You keeping the boat moving? Gotta keep the fish tight. Keeping foreward momentum will help with that. I can SHOW you what to do better than tell on here. Even with the boat stopped, you still gotta stay tight on the fish.


----------



## Chris V (Oct 18, 2007)

What Wade said, keep it tight and keep the fish's head turned. Let him have slack for a second and he can shake his head more, swap ends and do many other things that result in lost fish. I don't think it would be a stretch to say that 90% of bluewater fish are lost within 100ft of the transom.

Start practicing wiring techniques with every fish you catch that is heavy enough to take wraps on. Feel the movement of the fish and try to get quick with not only taking the wraps but also dumping the leader. Learn how much pressure you can truly withstand and when its best to let him tire out more. Make sure when you take those first wraps that your angler backs the drag off a good bit and puts the clicker on. Make sure he backs it down not completely off. If the fish runs and you have to dump, the loose drag ensures he doesn't break free or if the leader tangles it may give enough slack to keep a rod and reel...or person, from going over.

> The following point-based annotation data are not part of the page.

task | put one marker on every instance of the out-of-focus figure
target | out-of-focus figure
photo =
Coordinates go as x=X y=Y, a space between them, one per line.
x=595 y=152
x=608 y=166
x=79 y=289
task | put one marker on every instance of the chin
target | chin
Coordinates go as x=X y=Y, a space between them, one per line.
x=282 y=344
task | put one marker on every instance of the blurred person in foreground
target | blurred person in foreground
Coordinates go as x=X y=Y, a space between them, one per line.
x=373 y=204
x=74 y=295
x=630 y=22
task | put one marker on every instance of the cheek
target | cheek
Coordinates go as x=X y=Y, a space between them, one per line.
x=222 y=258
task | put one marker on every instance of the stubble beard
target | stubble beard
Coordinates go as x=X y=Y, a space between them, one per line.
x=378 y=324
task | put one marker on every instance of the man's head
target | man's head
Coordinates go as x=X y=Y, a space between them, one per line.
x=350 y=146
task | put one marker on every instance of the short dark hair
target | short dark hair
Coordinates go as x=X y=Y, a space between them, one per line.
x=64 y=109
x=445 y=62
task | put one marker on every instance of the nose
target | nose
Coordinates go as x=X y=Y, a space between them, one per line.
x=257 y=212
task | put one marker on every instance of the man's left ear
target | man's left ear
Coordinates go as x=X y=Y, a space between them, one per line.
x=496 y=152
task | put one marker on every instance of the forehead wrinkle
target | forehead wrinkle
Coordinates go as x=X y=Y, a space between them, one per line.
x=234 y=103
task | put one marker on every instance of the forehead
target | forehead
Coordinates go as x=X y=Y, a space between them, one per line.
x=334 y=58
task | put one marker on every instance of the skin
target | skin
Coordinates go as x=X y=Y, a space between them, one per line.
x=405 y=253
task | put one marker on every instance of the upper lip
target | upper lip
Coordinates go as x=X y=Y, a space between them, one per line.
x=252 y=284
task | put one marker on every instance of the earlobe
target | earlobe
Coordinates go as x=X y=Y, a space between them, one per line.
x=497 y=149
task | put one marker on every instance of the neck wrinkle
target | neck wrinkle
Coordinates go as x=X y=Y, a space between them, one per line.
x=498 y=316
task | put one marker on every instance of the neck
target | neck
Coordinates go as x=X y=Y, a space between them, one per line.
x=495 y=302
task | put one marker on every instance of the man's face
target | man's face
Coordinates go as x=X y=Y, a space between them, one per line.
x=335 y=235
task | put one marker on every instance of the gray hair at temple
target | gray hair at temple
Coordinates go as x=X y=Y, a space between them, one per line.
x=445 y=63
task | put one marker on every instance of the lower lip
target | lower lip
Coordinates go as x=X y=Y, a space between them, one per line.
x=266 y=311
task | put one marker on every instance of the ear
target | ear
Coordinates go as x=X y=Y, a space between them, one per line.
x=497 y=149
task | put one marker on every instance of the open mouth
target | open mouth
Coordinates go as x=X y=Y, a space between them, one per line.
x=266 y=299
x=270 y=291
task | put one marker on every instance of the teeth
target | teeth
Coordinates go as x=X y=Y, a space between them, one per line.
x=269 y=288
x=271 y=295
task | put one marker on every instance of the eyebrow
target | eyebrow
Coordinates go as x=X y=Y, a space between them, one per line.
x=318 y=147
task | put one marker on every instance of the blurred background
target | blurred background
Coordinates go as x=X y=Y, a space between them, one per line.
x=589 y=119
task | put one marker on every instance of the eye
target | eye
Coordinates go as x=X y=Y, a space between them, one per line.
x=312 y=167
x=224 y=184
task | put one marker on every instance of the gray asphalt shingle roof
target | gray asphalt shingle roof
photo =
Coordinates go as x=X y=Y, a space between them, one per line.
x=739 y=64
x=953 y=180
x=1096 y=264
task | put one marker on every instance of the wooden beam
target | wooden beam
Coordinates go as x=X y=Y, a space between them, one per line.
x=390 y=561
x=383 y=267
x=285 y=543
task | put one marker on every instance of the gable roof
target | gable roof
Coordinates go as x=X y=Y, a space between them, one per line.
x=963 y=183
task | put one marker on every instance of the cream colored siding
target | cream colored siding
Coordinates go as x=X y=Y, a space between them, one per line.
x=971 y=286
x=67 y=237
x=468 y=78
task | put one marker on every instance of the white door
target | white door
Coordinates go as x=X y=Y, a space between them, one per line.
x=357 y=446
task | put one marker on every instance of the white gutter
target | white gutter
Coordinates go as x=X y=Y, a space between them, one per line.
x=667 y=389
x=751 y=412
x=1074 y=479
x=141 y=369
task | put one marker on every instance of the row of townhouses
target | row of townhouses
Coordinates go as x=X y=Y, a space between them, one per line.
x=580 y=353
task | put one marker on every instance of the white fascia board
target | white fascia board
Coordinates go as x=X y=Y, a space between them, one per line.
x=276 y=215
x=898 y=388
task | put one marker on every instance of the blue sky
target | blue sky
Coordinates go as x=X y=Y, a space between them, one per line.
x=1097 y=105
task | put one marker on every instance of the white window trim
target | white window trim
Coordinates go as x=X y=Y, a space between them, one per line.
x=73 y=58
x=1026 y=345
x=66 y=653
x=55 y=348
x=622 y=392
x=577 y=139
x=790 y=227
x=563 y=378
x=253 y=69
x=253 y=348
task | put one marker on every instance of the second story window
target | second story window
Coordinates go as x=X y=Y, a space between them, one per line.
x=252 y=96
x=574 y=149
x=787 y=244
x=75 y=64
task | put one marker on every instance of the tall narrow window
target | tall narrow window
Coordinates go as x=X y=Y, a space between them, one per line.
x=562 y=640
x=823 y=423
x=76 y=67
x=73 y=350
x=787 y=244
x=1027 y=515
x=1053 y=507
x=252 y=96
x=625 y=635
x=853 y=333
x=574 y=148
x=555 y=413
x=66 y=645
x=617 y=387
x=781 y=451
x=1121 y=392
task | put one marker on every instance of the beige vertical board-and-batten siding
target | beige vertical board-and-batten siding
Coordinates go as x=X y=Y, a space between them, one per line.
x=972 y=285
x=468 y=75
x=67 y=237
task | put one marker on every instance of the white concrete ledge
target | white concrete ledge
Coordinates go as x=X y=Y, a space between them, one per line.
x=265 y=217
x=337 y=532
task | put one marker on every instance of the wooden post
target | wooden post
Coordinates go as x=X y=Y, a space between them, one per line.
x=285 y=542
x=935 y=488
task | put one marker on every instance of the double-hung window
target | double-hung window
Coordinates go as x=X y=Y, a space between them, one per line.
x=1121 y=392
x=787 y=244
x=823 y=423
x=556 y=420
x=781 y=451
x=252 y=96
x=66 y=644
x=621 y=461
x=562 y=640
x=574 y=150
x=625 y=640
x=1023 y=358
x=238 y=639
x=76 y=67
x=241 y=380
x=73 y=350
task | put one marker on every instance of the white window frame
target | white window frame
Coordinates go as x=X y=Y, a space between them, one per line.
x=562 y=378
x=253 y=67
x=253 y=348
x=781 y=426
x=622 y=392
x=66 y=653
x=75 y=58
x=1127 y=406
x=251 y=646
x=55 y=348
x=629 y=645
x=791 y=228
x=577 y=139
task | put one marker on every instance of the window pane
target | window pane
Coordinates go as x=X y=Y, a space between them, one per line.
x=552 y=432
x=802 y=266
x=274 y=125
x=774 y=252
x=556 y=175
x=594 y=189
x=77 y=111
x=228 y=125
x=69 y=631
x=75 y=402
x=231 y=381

Like Wade said above, easier to show than to type.


----------



## billin (Oct 14, 2007)

*Wire*

Good gloves make everyone else shut and get out of the way they can see it when you have bill in hand get the angler to back off the drag in case you take a bad wrap and pay attention to the fishes color and pec fins when there getting ready to go nuts you can see it


----------



## marlinchaser (Oct 11, 2007)

Personally, if you have the fish at the boat and it releases itself, that is the best scenario!! You might miss a picture, but other than that what else is there? A big fish threshing his head against the boat isn't good for the fish or the person holding it. I've released many a fish that way, but I'd have preferred it released itself at the boat!! Would have saved all a headache, so to speak!!


----------



## LRAD (Aug 13, 2009)

Believe me, I am not complaining about the "self release." But I know that as we continue to fish offshore the day will come when it won't be so easy. I also understand what everyone is saying about it being a difficult process to "type up" and explain in print. I wish there were some instructional YouTube videos out there on wiring a fish, etc . . . There are hundreds on how to rig ballyhoo, make terminal connections, and the like, but I can't find anything all that helpful on leading in and releasing a billfish.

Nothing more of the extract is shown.